The Nigerian Senate has approved an amendment to the Finance Act of 2023, increasing the windfall levy on banks’ foreign exchange gains from 50% to 70%.

The bill was passed during a plenary session on Tuesday after a thorough review by the Finance Committee.

The Senate’s decision aims to address the significant profits banks have accrued due to recent foreign exchange policy shifts.

This windfall is viewed as a product of government intervention rather than the banks’ strategic efforts, prompting the call for redistribution.

The additional revenue from this levy is expected to contribute to financing the N6.2 trillion Appropriation Amendment Bill.

This funding will support various government projects and initiatives, ensuring that the windfall benefits are reinvested into the economy.

The Senate also approved amendments to the payment timeline, setting the levy to take effect from the start of the new foreign exchange regime through 2025, avoiding retrospective application from January 2024.

Also, the Upper Chamber removed the proposed jail term for principal officers of defaulting banks.

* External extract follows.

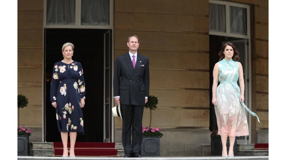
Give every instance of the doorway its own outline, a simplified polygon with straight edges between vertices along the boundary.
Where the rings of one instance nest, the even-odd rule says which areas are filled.
[[[212,73],[214,65],[218,61],[219,56],[218,53],[220,49],[223,44],[227,42],[230,42],[234,44],[237,50],[239,52],[240,60],[239,61],[243,66],[243,78],[244,80],[244,103],[247,106],[248,105],[248,40],[241,38],[226,37],[214,35],[209,35],[209,104],[210,130],[217,129],[216,117],[214,111],[214,105],[212,103],[212,83],[213,81]],[[239,85],[239,83],[237,82]],[[248,113],[245,111],[246,117],[248,117]],[[248,119],[248,123],[250,122]],[[246,144],[247,143],[248,136],[237,137],[237,144]]]
[[[106,43],[105,34],[107,31],[110,31],[109,29],[45,29],[44,120],[46,141],[61,141],[60,133],[58,132],[57,126],[55,109],[49,99],[50,81],[54,64],[63,60],[62,45],[66,42],[70,42],[74,45],[72,59],[80,62],[84,71],[86,90],[86,104],[83,108],[85,134],[78,136],[77,141],[103,142],[105,125],[104,122],[104,122],[104,118],[105,116],[104,114],[108,114],[104,111],[102,105],[106,92],[104,87],[105,81],[107,80],[105,77],[104,65],[105,60],[105,60],[106,53],[105,54]],[[111,43],[111,39],[109,39],[109,44]],[[108,46],[111,47],[110,45]],[[108,58],[112,57],[111,54],[111,52],[108,53]],[[111,70],[109,71],[111,73]],[[110,79],[107,80],[110,81]],[[111,93],[109,91],[108,94]],[[110,121],[108,122],[110,123]],[[111,126],[109,124],[107,125]]]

Instead, banks that fail to remit the levy will incur a penalty of 10% per annum on the withheld amount, alongside interest at the prevailing Central Bank of Nigeria (CBN) Minimum Rediscount Rate.

This legislative move aligns with President Tinubu’s broader fiscal strategy, which aims to optimize national revenue through independent sources.

The amendment underscores the Senate’s commitment to leveraging bank profits for national development, especially amid economic challenges.

While some industry stakeholders express concerns about the impact on banking operations, others see this as a necessary step towards equitable wealth distribution and economic stability.

The bill’s passage is anticipated to have significant implications for both the financial sector and the broader economy.